Quarta-feira, 06 de janeiro de 2021

Abro a primeira coluna do ano com uma historinha de Caruaru.

Uma infelicidade

Em Caruaru/PE, o coronel João Guilherme, senador estadual e chefe político, comprou a um matuto um cavalo de sela. Cavalo bonito, mas com a pálpebra caída. Cego de uma das vistas. Ao descobrir o logro, o coronel ficou indignado. Fez vir à sua presença o espertalhão. Ameaçou-o de cadeia.

  • Você teve a coragem de me vender um cavalo cego dum olho! Isso é uma falta de seriedade! Você fez negócio com um homem e não com um tratante da sua laia! Por que você não teve a franqueza de me dizer que o cavalo tinha esse defeito?
  • Mas, seu coronéu, vamincê me desculpe que eu lhe diga: o cavalo que eu lhe vendi não tem defeito, não!
  • Não tem defeito? Não tem defeito? Então, você acha que um cavalo cego dum olho não tem defeito?
  • Seu coronéu, vamincê me desculpe, mas eu acho que não tem não! Ser cego não é defeito: ser cego é uma infelicidade…

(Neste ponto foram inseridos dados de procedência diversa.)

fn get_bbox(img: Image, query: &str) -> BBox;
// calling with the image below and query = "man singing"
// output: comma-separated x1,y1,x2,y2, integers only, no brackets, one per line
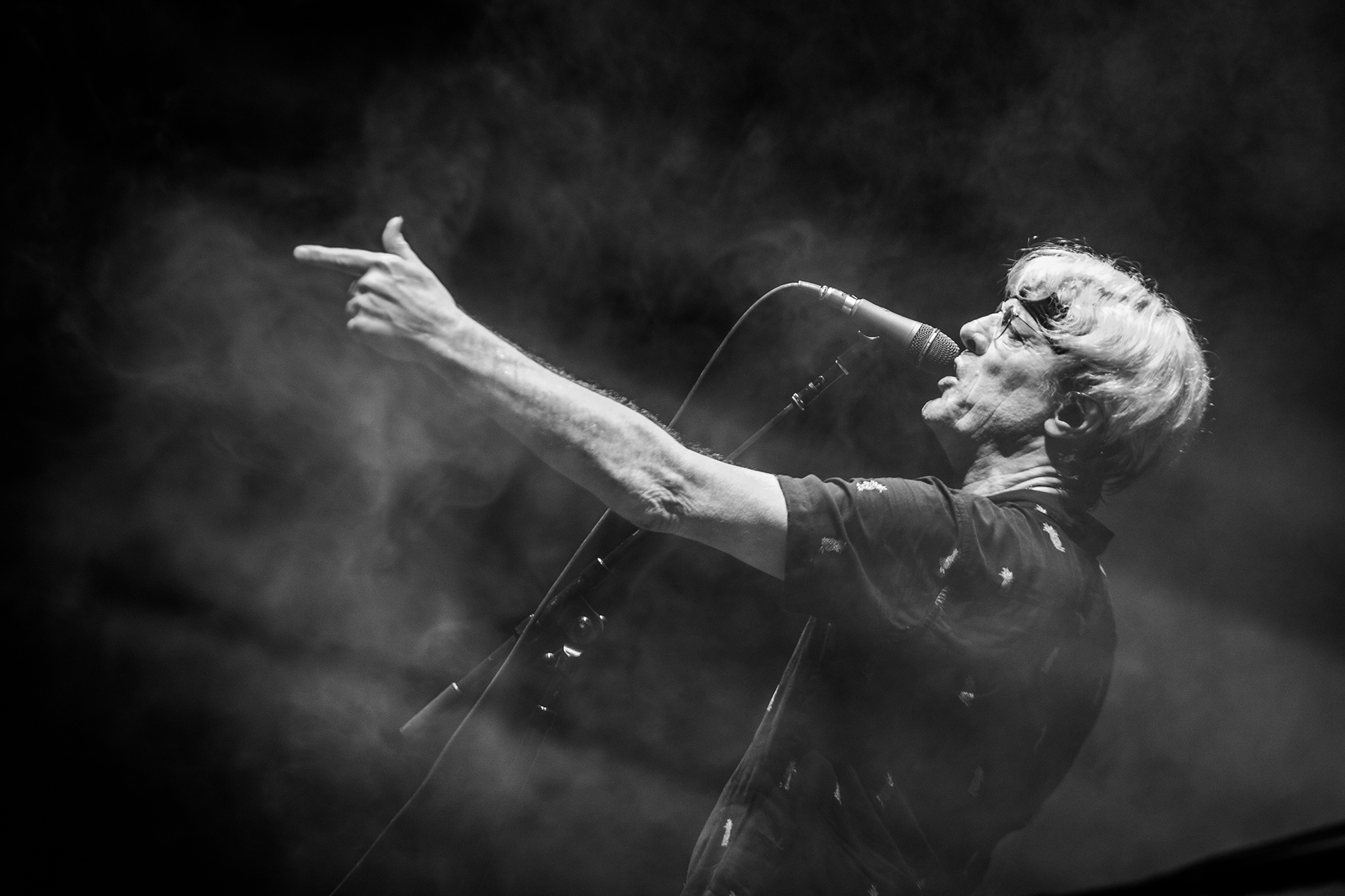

(Historinha de Leonardo Mota em Sertão Alegre)

2021 sob olhar desconfiado

Começa 2021. Os olhares diferem de foco e perspectivas. Uns olham para as cargas de vacinas que já chegaram e as que vão chegar. Há dúvidas sobre os rumos a seguir. O olho federal enxerga a imunização de um jeito. Os olhos de Estados e municípios não sabem bem para qual direção fixar sua atenção. Parcela da população nem pelas vacinas perde tempo, sob o descrédito da algaravia criada em seu entorno. O Brasil abre as cortinas do novo ano sob uma imensa sombra, que fecha os horizontes e turva a visão.

Que vacina tomar?

Alguns estão na dúvida: que vacina tomar? A pergunta que muitos fazem leva em conta a disponibilidade para escolher a vacinas. Pois vamos lá: não haverá essa possibilidade. Quem não tomar a que estará à disposição, perderá a vez. Daí a sugestão do bom senso: tome a primeira a que você, leitora/leitor, tiver acesso. Claro, depois de referendada pela agência de controle, a Anvisa. Se a eficácia for de 70%, vá em frente. Não espere a de eficácia de 95%. Um dia, uma semana ou um mês a mais poderá fazer diferença. E ninguém pode ser dar ao luxo de esperar pela vacina de maior eficácia. A segunda onda, pelo que se apura, está sendo mais perigosa do que a primeira.

Bolsonaro

O presidente continua a fazer muxoxo ante vacina a, b ou c. Está firme em sua posição – fazer aglomeração, não usar máscara ou usá-la apenas em eventos no Palácio do Planalto, considerar besteira essa ansiedade para tomar a vacina (no que é imitado por seu ministro da Saúde, Pazuello), não induzir ninguém à vacinação, muito pelo contrário. Seu foco é o encontro com as massas, uma escapada do Palácio ou um nado no mar para abraçar e ser abraçado pela galera na praia para ouvir o grito de guerra: mito, mito, mito.

É o mito

Jair Bolsonaro é um mito? Será que pode ser comparado a Juscelino Kubitschek, Jânio Quadros, Getúlio Vargas, que tinham a admiração das massas? Está a léguas de distância. Não pode ser comparado nem aos generais dos tempos de chumbo, que tinham um programa a cumprir e até certo espírito democrático, como historiadores atribuíam, por exemplo, a Castelo Branco. Na verdade, o capitão está muito embaixo da régua do preparo e da competência, não apenas pela pequena formação obtida até o grau de tenente, sua patente antes de se aposentar, mas pela conduta que foge completamente à liturgia que deve cercar a figura do presidente da República e de um chefe de Estado.

Por que o mito?

Porque era a opção que o eleitorado enxergou para evitar a volta do PT ao poder. Ganhou em 15 Estados e no DF de Fernando Haddad. Encaixa-se na historinha: quem não tem cão caça com gato. Preencheu, ao mesmo tempo, o sonho da direita, que esteve recôndita ao longo de décadas. Valores tradicionais foram encarnados por Bolsonaro, que mediu o tamanho oceânico do vácuo entre a classe política e a sociedade. Tapou o buraco com sua presença. Mas o tampo não foi uma roda completa. Digamos que tenha sido uma roda um pouquinho maior do que a metade. Hoje, a maior parte da roda está contra ele.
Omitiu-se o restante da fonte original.